Cependant, à Da Zhou, la personne détentrice d’un réel pouvoir exécutif n’était pas l’empereur, mais l’impératrice douairière, qui accordait ses audiences dissimulée derrière des paravents. Maintenant que la situation était dans une impasse, les yeux de la nation étaient posés sur Shen Zechuan. S’il plaidait coupable et mourrait rapidement, tout irait bien ; dans le cas contraire, il était condamné à devenir une épine dans le pied de l’empereur.
Le Clan Xiao de Libei était au sommet de son prestige. Même le Clan Qi, qui dirigeait les territoires de Qidong, avait dû lui laisser la place, et Lu Guangbai – le chef de la Commanderie Bianjun de Qidong – était le beau-frère de Xiao Jiming. Xiao Jiming, surnommé le « Cheval de Fer sur la Rivière de Glace », l’un des Quatre Grands Généraux, pouvait mobiliser la Cavalerie Cuirassée de Libei à tout moment et compter sur la famille de sa femme pour déployer les Troupes de Garnison de Bianjun. Comment l’empereur de Qudu pouvait-il ne pas se méfier de lui ?
- L’impératrice douairière insiste pour préserver sa vie, dit Lu Guangbai en pinçant ses fines lèvres. Elle se bat pour élever un chacal qui pourrait revendiquer Zhongbo en toute légitimité, mais suffisamment docile pour lui manger dans la main. L’heure venue, il pourrait l’aider à consolider son pouvoir tout en tenant Libei en laisse – une dette des plus dangereuse. Jiming, ce garçon ne doit pas survivre !
Tandis qu’ils chevauchaient sous les bourrasques, la neige tranchait leurs joues tels des couteaux. Ils se turent. Zhao Hui, qui était resté silencieux derrière eux, éperonna son cheval.
- Gongzi l’a frappé en pleine poitrine, presque aussi fort que possible. J’ai vu à quel point sa respiration était superficielle, et la façon dont ses plaies se sont mises à saigner lorsqu’il est tombé.
Zhao Hui rumina cette idée.
- Pourtant, il n’est pas mort.
- Après plusieurs jours de procès et une flagellation, sa vie ne tenait déjà plus que par un fil, dit Xiao Chiye en tenant sa cravache. Mon coup de pied était censé le tuer. S’il ne meurt pas ce soir, je devrai au moins lui reconnaître sa ténacité.
Mais Zhao Hui fronça les sourcils.
- Il était déjà de constitution fragile et a attrapé froid durant le trajet jusqu’ici. Selon toute vraisemblance, il devrait être mort. Pourtant, il continue de s’accrocher. Il y a quelque chose de louche. Maître…
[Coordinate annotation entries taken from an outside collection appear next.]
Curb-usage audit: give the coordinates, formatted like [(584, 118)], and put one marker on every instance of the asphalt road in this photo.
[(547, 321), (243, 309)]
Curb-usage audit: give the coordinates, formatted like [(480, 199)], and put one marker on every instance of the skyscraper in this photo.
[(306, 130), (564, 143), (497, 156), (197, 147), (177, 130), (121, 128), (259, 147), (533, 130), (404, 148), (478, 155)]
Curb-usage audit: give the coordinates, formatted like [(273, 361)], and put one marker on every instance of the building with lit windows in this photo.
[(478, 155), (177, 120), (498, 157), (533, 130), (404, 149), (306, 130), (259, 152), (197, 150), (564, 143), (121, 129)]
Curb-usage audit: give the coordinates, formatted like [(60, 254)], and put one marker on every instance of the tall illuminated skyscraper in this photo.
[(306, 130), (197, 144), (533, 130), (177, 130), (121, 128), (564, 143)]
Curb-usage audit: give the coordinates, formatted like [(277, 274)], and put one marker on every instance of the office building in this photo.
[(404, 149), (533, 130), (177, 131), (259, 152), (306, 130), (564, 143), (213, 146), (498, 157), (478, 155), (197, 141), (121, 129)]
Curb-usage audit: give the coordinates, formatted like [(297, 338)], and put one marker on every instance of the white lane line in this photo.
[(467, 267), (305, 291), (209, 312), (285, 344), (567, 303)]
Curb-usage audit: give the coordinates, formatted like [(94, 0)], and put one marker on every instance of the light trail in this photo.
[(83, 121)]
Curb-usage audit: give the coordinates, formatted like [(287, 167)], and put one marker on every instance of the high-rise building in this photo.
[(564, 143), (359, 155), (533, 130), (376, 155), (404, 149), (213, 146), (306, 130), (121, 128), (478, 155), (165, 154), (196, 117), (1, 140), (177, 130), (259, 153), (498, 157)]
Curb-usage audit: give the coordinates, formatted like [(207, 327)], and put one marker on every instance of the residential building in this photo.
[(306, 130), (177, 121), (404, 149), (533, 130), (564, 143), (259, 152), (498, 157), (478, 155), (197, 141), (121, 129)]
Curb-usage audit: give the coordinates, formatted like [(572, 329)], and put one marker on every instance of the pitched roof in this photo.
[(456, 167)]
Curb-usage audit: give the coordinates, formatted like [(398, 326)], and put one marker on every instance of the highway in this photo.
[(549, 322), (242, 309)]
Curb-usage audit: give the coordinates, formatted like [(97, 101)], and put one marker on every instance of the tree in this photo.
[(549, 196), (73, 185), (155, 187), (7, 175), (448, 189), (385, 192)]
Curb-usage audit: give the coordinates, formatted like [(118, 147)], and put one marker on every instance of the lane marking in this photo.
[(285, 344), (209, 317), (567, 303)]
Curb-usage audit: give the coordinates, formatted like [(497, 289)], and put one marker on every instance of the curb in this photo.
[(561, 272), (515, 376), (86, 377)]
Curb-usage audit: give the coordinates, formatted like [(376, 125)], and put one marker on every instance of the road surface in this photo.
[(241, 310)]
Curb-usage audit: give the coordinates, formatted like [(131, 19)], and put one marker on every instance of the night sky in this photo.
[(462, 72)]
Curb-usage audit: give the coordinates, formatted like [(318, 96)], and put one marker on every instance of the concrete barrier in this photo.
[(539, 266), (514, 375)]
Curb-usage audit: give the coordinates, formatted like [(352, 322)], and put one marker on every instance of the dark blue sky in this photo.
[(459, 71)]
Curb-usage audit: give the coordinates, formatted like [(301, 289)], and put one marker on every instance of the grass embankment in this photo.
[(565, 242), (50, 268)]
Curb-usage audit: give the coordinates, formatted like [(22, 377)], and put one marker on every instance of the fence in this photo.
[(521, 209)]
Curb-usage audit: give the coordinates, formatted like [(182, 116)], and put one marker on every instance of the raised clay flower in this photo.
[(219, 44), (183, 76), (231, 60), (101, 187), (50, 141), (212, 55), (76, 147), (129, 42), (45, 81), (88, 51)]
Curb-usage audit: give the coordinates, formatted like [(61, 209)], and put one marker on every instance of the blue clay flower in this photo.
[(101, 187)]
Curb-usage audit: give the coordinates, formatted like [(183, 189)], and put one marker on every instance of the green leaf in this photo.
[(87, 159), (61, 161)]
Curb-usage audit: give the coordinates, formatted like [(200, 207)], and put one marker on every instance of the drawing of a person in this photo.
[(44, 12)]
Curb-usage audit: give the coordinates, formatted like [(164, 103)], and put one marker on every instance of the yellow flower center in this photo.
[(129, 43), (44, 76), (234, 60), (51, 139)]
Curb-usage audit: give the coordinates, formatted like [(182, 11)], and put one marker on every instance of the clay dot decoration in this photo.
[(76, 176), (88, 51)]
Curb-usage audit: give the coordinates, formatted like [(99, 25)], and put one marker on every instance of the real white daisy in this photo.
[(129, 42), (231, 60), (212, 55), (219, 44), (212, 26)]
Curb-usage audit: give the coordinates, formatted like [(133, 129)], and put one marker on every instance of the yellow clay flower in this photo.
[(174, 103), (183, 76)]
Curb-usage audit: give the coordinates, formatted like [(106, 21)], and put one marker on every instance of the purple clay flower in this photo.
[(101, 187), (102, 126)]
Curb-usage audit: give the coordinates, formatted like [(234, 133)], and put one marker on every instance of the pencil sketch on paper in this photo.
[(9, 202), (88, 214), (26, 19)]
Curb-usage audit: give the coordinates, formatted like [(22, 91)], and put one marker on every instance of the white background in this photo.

Xiao Jiming leur lança un regard oblique, et tous deux refermèrent leur bouche. Se dressant face au vent violent, il observa la route devant eux. Après un moment de silence, il dit :
- Mort ou vif, seul le sort le dira.
Le vent hurla, secouant les carillons en métal suspendus sous les auvents le long de la rue. Le son sembla chasser le spectre de la mort qui s’était abattu sur eux. Solidement campé sur son cheval, Xiao Jiming éperonna calmement sa monture. Zhao Hui se pencha en avant et s’empressa de le rattraper. Sous son casque, l’expression de Xiao Chiye était indéchiffrable. Lu Guangbai gratifia son épaule d’un coup de poing.
- Vous devez laisser faire votre frère.
Xiao Chiye lui adressa le fantôme d’un sourire.
- Le sort, hein ?
[1] Titre donné à l’héritier d’un prince féodal.
[2] Terme respectueux signifiant « jeune maître », utilisé pour s’adresser à un jeune homme originaire d’un clan influent. Le préfixe « er » (deux/deuxième en chinois) est ajouté pour s’adresser au fils cadet du clan.
[3] Référence à un évènement célèbre survenu en – 206 av. JC, durant lequel le futur empereur Liu Bang échappa à une tentative d’assassinat de son rival, Xiang Yu, au cours d’un banquet. Depuis lors, le terme « banquet à la Porte Hong » (ou « fête de la Porte Hong ») désigne un banquet organisé avec l’intention de tuer l’un des invités.
[4] Autre nom de la Police Militaire.